Inconsistent results using WITH in query

Hey,
an inconsistency I've encountered while doing exercise 5 on top of the movies db.

first query:
MATCH (m:Movie)<-[:ACTED_IN]-(a:Person)
WITH count(a) as numMovies, collect(m.title) as movies,a
WHERE numMovies = 5
RETURN a.name, movies

resulting in a table with 3 rows.

second query:
MATCH (m:Movie)<-[:ACTED_IN]-(a:Person)
WITH count(a) as numMovies, m, a
WHERE numMovies = 5
RETURN a.name, collect(m.title) as movies

returning no records.

the only difference is that I've declared the collect(m.title) in the with and not in the return.
There may be a convention in node4j that I'm not familiar with that may explain this but I would love your help to understand this situation.

thanks in advance!

Hi there,

Cypher doesn't have a group by like SQL. When you use aggregating functions, anything in your return clause that is not aggregated becomes part of the grouping.

In your second query WITH clause, you included both m and a. That means that you are grouping by both the move and the person. Since there is only one ACTED_IN relationship connecting an actor to an individual movie, numMovies is always equal to 1. You can run the following query to see why your WHERE clause is filtering out all of the data.

MATCH (m:Movie)<-[:ACTED_IN]-(a:Person)
RETURN count(a) as numMovies, m, a
ORDER BY a.name

Best wishes,
Nathan

1 Like

Hi,

I am trying to understand the difference of

MATCH (a:Person)-[:ACTED_IN]->(m:Movie)
WITH  a, count(a) AS numMovies, collect(m.title) AS movies
WHERE numMovies = 5
RETURN a.name, movies

vs

MATCH (a:Person)-[:ACTED_IN]->(m:Movie)
WITH  a, count(m) AS numMovies, collect(m.title) AS movies //notice the count(m)
WHERE numMovies = 5
RETURN a.name, movies

Both queries return the same result.
For me it's more intuitive to say count(m) to find number of movies than count(a).
But the tutorials use count(a).
Why is count(a) a better practice than count(m)?
Thanks.

Hi Alex,

You are correct that count(a), count(m), and count(*) will return the same result for this query. As far as I know, one is not better than the other.

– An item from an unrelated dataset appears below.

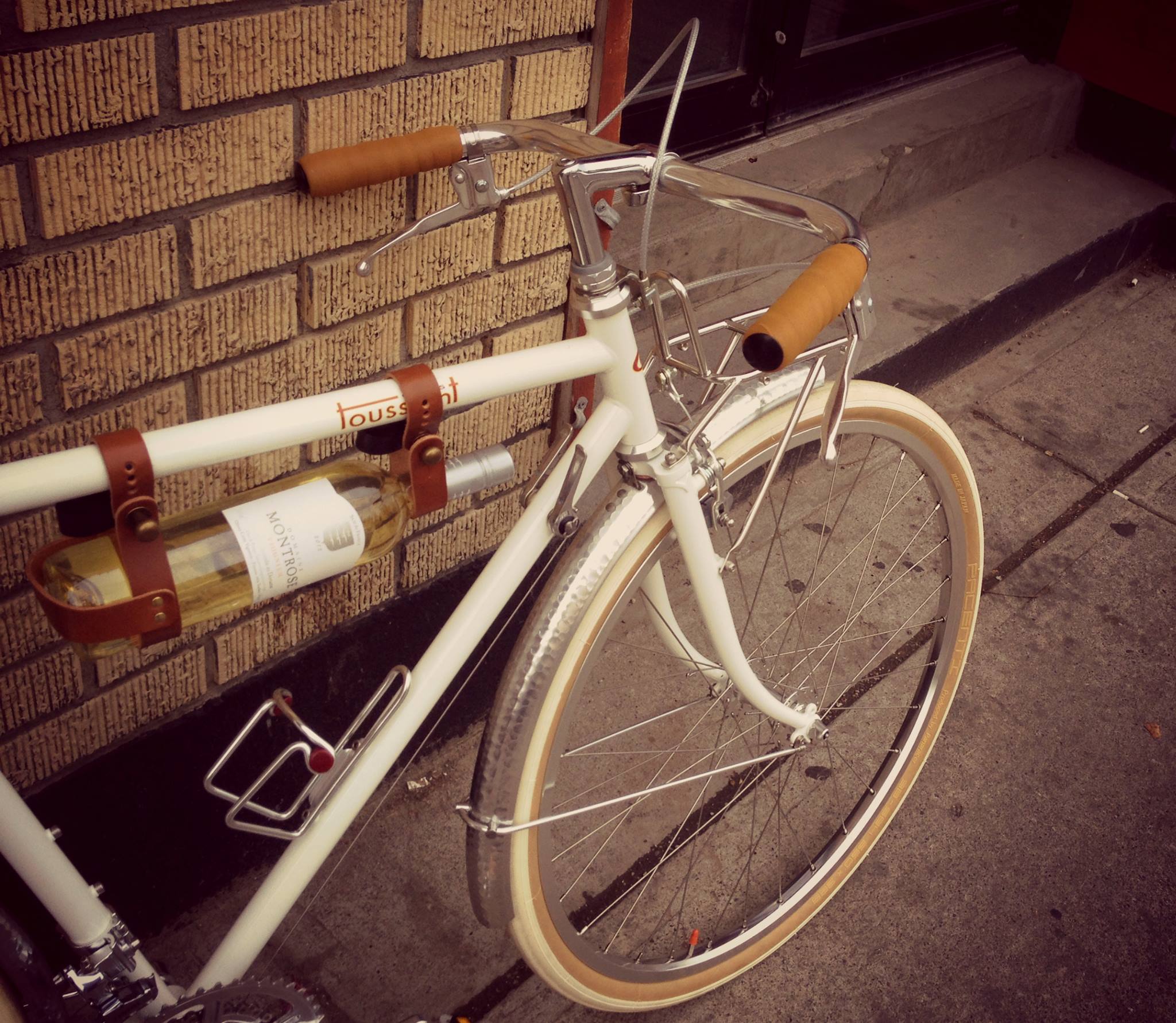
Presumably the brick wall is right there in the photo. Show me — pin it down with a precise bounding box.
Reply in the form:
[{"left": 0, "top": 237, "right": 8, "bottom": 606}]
[{"left": 0, "top": 0, "right": 595, "bottom": 788}]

You might find this article helpful if you need very fast counts. https://neo4j.com/developer/kb/fast-counts-using-the-count-store/ The examples are from the movie database.

Best wishes,
Nathan

1 Like

In this pattern

MATCH (a:Person)-[:ACTED_IN]->(m:Movie)

Since it is a simple single step count(a) or count(m) both will give the distinct
(a)-->(m) paths. So either one will give same result. Once you have longer pattern things can get different.

count(a) is not better practice than count(m) here, you're right.

Given the context provided by the alias being used here (numMovies), the query should be favoring count(m). The results may not change, but it's important I think to align the context with what you're doing, especially if we have to alter the query to count something related to movies, or to count(DISTINCT m). If it was left as a, then such an alternation may overlook the fact that we're aggregating on the wrong variable.

1 Like